Dr. Jamie Cohen critically examines internet aesthetics and their societal implications, shedding light on the reality of an evolving digital landscape

Photo Credit: Christian Streili
Marisa Iovino, Dr. Jamie Cohen, and Carla Cordova at the 2023 Salzburg Academy on Media and Global Change.

As a scholar on internet cultures, Dr. Jamie Cohen challenged Media Academy participants to gain a deeper understanding of internet cultures and question their own engagement with social media.

Jamie inspects “how users create new media that affects the community around it and how the community changes as a result”. He participated in the 2023 Salzburg Academy on Media and Global Change as a returning faculty member and conducted a session with participants on the Inequities of Internet Aesthetics: A Critical View of Contemporary Content.

Focusing his work on memes, Jamie thinks about what it means to translate a big topic into something visual that becomes shareable in a different space and “affects politics and advertising”. In his presentation, he used an example of the infamous Pepe the Frog meme being appropriated as a symbol of the alt-right movement and displayed during the January 6, 2021 attack on the US Capitol building.

There are many current issues with internet spaces, such as a lack of safety in online spaces for minority groups and the problematic usage of AI. As a form of mass media, social media is built upon a system of knowledge and power that maintains white supremacy.

Participants questioned the dynamics at play behind the content on their social media feeds and on the internet. Jamie stressed the importance of taking a critical approach to popular internet aesthetics which romanticize certain lifestyles and can be used to promote extreme political views.

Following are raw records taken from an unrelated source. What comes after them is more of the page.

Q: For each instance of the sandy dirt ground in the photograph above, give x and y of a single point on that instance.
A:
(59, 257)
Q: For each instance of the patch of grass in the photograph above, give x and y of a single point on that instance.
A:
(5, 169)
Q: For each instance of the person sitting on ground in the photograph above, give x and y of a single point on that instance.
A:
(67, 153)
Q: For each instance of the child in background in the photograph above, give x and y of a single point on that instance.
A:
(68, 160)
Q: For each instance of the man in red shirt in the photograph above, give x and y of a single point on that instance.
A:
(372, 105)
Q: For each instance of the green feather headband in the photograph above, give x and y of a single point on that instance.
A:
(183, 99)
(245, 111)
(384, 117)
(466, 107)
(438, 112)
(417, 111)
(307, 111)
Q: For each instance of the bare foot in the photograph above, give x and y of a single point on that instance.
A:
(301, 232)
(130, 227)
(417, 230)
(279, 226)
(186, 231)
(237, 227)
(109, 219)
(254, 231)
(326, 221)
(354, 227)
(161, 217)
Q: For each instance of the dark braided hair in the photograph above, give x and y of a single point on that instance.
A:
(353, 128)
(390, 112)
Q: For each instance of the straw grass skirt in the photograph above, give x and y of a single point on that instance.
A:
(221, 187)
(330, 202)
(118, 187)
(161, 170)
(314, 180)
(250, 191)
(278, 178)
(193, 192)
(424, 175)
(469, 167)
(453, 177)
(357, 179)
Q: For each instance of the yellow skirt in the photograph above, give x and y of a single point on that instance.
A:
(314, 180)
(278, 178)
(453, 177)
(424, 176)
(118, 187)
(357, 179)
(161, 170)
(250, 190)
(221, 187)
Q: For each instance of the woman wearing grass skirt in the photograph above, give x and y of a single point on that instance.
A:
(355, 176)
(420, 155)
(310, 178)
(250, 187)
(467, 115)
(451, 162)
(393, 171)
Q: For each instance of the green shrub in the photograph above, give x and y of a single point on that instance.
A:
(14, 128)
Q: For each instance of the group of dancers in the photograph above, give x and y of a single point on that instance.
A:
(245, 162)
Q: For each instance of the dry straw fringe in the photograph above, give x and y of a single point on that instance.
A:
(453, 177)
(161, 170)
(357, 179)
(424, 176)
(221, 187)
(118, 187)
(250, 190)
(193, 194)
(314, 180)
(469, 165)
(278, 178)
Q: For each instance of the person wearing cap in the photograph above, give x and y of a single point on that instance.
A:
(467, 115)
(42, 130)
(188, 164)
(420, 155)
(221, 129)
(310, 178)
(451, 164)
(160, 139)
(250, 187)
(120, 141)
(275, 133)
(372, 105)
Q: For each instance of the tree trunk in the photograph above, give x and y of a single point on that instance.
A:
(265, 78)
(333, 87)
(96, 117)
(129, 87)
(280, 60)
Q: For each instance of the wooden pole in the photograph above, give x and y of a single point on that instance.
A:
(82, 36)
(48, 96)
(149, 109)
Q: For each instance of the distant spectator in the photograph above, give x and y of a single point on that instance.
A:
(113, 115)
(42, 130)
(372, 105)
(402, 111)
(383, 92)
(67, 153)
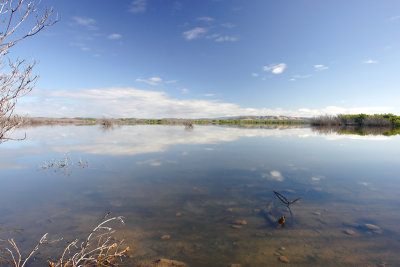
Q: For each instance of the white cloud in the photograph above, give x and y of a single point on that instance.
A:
(275, 69)
(138, 6)
(81, 46)
(151, 80)
(171, 81)
(273, 175)
(226, 39)
(86, 22)
(298, 76)
(137, 103)
(114, 36)
(320, 67)
(228, 25)
(194, 33)
(370, 61)
(207, 19)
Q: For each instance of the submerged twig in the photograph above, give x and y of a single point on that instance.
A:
(285, 201)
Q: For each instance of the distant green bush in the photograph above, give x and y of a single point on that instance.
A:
(361, 120)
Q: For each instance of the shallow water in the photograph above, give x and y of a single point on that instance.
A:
(193, 184)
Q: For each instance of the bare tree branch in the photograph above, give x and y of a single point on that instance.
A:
(16, 78)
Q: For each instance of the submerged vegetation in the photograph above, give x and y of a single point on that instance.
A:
(98, 249)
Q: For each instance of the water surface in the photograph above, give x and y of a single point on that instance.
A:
(192, 184)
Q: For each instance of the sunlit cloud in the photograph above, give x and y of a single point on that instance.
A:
(228, 25)
(171, 81)
(151, 81)
(86, 22)
(151, 162)
(194, 33)
(138, 6)
(320, 67)
(207, 19)
(273, 175)
(275, 69)
(81, 46)
(137, 103)
(370, 61)
(226, 39)
(114, 36)
(298, 76)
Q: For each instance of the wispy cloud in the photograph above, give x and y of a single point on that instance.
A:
(138, 6)
(137, 103)
(171, 81)
(114, 36)
(81, 46)
(151, 80)
(228, 25)
(273, 175)
(298, 76)
(207, 19)
(226, 39)
(86, 22)
(370, 61)
(275, 68)
(320, 67)
(194, 33)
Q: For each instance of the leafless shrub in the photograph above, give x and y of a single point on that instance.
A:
(326, 120)
(16, 78)
(377, 121)
(99, 249)
(189, 124)
(64, 165)
(107, 123)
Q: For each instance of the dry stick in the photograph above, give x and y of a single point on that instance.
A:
(285, 201)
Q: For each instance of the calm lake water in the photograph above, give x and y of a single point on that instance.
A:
(192, 184)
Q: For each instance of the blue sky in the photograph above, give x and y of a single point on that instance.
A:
(205, 58)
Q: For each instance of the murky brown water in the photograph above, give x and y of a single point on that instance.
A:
(193, 185)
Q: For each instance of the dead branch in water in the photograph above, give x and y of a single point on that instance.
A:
(98, 249)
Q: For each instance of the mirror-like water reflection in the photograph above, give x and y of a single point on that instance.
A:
(205, 196)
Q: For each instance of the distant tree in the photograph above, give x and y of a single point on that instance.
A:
(16, 78)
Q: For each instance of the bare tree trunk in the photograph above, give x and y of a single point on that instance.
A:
(16, 78)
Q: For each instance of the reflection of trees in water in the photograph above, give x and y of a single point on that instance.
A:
(386, 131)
(266, 126)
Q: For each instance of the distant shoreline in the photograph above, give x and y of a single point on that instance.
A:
(38, 121)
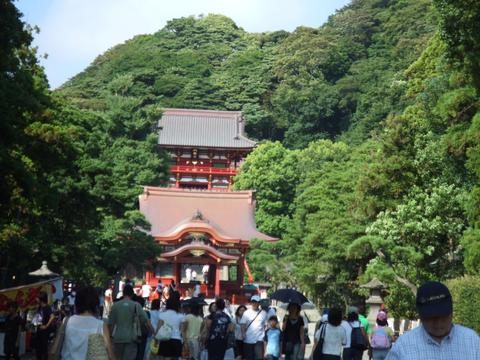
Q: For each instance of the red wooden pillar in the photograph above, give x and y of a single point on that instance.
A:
(217, 279)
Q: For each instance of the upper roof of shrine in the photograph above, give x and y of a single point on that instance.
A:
(203, 128)
(225, 216)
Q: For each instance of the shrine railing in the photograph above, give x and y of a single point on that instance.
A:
(207, 170)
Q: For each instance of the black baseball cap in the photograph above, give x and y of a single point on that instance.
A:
(434, 299)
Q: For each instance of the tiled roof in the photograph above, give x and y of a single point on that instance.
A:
(203, 128)
(171, 211)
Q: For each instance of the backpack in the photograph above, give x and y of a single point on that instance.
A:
(219, 327)
(380, 339)
(358, 340)
(165, 332)
(96, 348)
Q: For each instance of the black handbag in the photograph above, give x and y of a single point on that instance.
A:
(358, 340)
(288, 348)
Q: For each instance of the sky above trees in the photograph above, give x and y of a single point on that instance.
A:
(73, 33)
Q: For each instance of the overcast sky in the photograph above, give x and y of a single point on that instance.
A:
(74, 32)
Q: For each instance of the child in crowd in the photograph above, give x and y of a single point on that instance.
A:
(273, 339)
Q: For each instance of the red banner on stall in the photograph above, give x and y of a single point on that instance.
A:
(26, 296)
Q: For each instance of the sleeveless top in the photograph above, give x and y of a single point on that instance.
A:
(75, 343)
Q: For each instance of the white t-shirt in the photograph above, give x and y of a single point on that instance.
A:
(256, 331)
(334, 339)
(173, 319)
(75, 343)
(348, 330)
(146, 290)
(154, 317)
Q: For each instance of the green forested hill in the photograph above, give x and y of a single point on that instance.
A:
(295, 87)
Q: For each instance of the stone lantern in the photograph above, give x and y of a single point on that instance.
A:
(375, 301)
(43, 271)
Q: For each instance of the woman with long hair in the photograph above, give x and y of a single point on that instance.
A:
(172, 348)
(352, 322)
(79, 327)
(194, 322)
(331, 336)
(293, 333)
(238, 350)
(381, 337)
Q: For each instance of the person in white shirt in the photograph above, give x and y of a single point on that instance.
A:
(352, 322)
(146, 291)
(172, 348)
(253, 330)
(79, 327)
(205, 270)
(107, 302)
(332, 336)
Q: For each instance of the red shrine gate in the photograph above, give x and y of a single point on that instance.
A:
(204, 228)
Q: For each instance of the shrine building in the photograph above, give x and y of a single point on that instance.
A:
(202, 225)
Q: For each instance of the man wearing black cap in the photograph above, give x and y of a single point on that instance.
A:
(437, 337)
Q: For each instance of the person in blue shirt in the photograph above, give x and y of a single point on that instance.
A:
(437, 337)
(273, 339)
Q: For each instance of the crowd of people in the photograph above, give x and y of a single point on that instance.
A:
(169, 328)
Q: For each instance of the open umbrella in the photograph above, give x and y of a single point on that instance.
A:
(289, 296)
(44, 271)
(199, 301)
(305, 306)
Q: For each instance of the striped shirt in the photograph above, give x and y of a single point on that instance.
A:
(462, 343)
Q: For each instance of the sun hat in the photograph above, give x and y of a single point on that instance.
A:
(382, 315)
(434, 299)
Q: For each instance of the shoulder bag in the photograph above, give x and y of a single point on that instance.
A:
(358, 339)
(317, 354)
(96, 348)
(56, 349)
(137, 326)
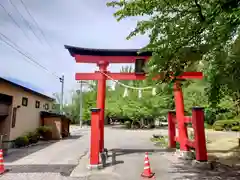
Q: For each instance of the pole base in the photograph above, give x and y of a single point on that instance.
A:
(95, 166)
(204, 165)
(5, 171)
(148, 176)
(185, 155)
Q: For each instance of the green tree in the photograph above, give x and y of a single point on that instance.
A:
(182, 32)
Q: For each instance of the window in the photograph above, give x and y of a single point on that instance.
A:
(46, 106)
(37, 104)
(14, 117)
(139, 66)
(24, 101)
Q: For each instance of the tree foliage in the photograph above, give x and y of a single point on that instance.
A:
(181, 32)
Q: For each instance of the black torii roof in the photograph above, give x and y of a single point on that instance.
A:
(105, 52)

Drawing lessons from the presentation, participants should “think critically when they use the Internet” and “think about the infrastructure that operates underneath it”. Everyone should be posting, downloading, and streaming “with an intentional and not passive agreement with the platform”.

He advocated for a form of media that attempts to repair our culture by healing how we make media, connect through technology, and generate knowledge. New internet aesthetics “might offer abilities for inclusion and exposure and appearance and perception. If we start focusing on the idea of aesthetics as they evolve and not [get] stuck in a nostalgic past, we might have a future that we can imagine with new aesthetics that don't fit into capitalist structures”.

Two of Dr. Jamie Cohen’s students from Queens College were participants at the Academy and assisted in preparing his presentation. Carla Cordova commented that as someone who lives in the US but is not American herself, something she “really appreciates about Jamie's presentation is [that] even though we were discussing western topics and trends, he tries to include the experiences of other countries”. 

Marisa Iovino added that “Dr. Jamie Cohen has a very cutting-edge pedagogical approach where he's able to engage with students on emerging matters that influence our daily lives, but we don't often have the space for these very engaging and necessary conversations. Jamie always centers that and always makes space”.

Jamie left participants with an optimistic outlook that there is still space for expression and safety that could be a part of cultures on the internet. This presents an opportunity to build community, connect with each other, and lift others up online.